Deep Ensemble Architecture for High-Dimensional Class Imbalance Processing Using Modified SMOTE-ENC

Publications

Deep Ensemble Architecture for High-Dimensional Class Imbalance Processing Using Modified SMOTE-ENC

Year : 2025

Publisher : Springer

Source Title : SN Computer Science

Document Type :

Abstract

High-dimensional (HD) data with class imbalance is common in many real-world domains such as medical, finance, cybersecurity, computer vision, and natural language processing. Development of an efficient classifier is crucial to mitigate the challenges such as sparse data, bias towards the majority class, overfitting, and computational complexity while ensuring accurate and fair classification across classes.
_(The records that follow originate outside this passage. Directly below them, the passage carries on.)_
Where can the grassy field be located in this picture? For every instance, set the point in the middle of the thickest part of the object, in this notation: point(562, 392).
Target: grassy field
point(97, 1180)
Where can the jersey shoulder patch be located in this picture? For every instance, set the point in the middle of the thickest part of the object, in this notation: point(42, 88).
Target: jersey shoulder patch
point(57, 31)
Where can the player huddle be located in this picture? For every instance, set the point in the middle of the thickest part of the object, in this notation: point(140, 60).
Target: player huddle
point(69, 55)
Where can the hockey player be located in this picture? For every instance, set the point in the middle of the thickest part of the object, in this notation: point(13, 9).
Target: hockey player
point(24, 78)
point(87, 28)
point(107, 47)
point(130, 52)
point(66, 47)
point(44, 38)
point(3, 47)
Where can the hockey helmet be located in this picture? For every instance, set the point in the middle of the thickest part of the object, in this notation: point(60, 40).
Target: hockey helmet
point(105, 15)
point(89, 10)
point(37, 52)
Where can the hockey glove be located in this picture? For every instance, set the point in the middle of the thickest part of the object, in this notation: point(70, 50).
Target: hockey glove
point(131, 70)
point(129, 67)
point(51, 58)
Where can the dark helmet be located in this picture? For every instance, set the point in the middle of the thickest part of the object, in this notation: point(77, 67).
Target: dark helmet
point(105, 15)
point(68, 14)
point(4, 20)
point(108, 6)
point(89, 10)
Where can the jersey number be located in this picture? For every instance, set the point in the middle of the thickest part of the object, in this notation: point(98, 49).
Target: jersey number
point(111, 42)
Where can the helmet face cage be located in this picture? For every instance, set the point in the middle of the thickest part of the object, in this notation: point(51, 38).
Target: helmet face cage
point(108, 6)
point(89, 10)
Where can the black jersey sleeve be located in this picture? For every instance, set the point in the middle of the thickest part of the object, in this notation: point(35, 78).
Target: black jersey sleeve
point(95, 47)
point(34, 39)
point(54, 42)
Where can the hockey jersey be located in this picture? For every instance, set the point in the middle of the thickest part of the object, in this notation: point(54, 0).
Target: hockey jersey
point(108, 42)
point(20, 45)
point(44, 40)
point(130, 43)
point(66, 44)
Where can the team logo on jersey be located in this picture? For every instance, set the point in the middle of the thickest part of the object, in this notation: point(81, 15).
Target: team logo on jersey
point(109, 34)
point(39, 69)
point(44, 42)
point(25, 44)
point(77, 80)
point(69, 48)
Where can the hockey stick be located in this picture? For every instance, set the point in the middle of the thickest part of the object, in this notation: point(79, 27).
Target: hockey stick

Hence, in this paper, we have proposed a novel “Deep Ensemble Architecture for High-dimensional data Classification (DEA-HDDC)”. This proposed architecture consists of several stages, such as data preprocessing and class balancing, feature extraction, feature selection, and classification. In the initial stage, min-max normalisation is applied for data preprocessing, and a modified Synthetic Minority Oversampling Technique—Encoded Nominal and Continuous (SMOTE-ENC) is proposed for data balancing. In the second stage, a feature extraction technique is deployed to extract meaningful insights and raw data features such as enhanced entropy measures, statistical features, and mutual information. In the third phase, a hybrid Kookaburra-Assisted Red Panda Optimisation (KARPO) algorithm is proposed, which efficiently selects relevant features by balancing exploration and exploitation. Finally, the classification is performed using LinkNet, improved SqueezeNet, and a Bi-directional long shortterm memory (Bi-LSTM)-based ensemble classifier (LISB-EC). We made the final classification decision by averaging the outputs of these classifiers and leveraging the combined strengths of the ensemble to enhance accuracy and robustness. We have compared the efficiency of our proposed model with state-of-the-art methods available in the literature using benchmark datasets. From the result analysis, it is observed that the proposed model outperformed established baseline methods including Random Oversampling, Random Undersampling, Tomek Links, and conventional SMOTE, achieving an accuracy of up to 97.7%, F-measure of 0.98, precision of 0.99, and MCC of 0.97, compared to baseline ranges of 71.1%–80.6% accuracy and 0.568–0.749 F-measure, demonstrating statistically and practically significant improvements across all benchmark datasets.